A third clip show! The Emma Frost one does some inventive things on the art side of the astral plane presentation, representing his life as film strip that Emma Frost combs through. She’s searching for any lingering side of Sinister, a smart precaution, and also putting Xavier through the ringer for hurting Scott. Emma is unapologetic as she forces Xavier to see his past mistakes and regrets not because she’s cruel and evil, but more of an aggressive form of therapy that ends up working quite well. But, yeah, it’s still crazy that this is literally the third time Xavier’s been through this in as many stories!
X-Men: Legacy is a nice if mostly unnecessary side story with Professor X. The one important revelation comes at the end, when Scott ultimately forgives his old mentor and friend – the very last panel is of them shaking hands, a monumental gesture after all they’ve been through.
Taking the former X-Men series and molding into a Professor X-centric tale was a bold move, and one that would last about ten more issues before it evolved into a Rogue-centric series. Her story is teased a bit in a few panels as she scours the Australian Outback, also searching for the ghosts of the past.
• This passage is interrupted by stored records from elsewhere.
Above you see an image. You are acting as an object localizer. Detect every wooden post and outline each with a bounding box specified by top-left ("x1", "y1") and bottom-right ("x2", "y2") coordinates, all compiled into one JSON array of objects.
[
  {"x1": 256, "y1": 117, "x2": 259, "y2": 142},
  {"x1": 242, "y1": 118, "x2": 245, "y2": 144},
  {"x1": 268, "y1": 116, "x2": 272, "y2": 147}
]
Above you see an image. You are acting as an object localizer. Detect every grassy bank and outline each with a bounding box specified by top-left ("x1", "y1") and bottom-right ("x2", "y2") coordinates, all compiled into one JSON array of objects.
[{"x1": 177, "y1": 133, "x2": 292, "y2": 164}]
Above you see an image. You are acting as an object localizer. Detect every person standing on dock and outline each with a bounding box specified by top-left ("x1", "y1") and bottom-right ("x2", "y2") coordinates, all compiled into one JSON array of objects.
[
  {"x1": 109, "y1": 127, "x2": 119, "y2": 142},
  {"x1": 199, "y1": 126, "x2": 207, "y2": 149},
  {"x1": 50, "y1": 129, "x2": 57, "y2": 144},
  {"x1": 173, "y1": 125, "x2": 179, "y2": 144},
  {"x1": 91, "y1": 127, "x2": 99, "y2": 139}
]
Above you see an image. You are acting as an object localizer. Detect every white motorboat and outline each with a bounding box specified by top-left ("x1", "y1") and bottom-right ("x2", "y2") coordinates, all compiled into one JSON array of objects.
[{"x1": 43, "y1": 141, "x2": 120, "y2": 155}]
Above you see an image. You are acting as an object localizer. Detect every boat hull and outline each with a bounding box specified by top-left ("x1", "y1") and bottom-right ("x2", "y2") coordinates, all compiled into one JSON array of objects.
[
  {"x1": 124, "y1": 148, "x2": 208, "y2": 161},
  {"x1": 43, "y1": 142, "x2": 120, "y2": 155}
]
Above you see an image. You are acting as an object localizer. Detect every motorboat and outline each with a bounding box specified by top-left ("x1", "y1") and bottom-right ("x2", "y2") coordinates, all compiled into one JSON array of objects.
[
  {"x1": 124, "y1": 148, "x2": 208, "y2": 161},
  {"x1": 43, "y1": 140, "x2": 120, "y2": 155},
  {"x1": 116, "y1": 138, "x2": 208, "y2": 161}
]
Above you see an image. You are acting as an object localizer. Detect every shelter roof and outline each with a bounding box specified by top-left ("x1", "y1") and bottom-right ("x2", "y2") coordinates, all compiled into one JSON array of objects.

I wasn’t a fan that Marvel kept the issue numbering the same since this definitely feels like an all-new series and story.
Likewise I found the art to be just okay. Scott Eaton’s work is very 90s – big, glossy, and exaggerated. It’s not bad but definitely not my preferred style, though I did fine much of the panel construction fun and interesting during the astral plane “this is your life, Charles” segments. If you feel a wave of happy nostalgia reliving a lot of big events from the X-Men’s past (especially during their heyday in the 80s), X-Men: Legacy is a decently fun romp though Xavier’s mind.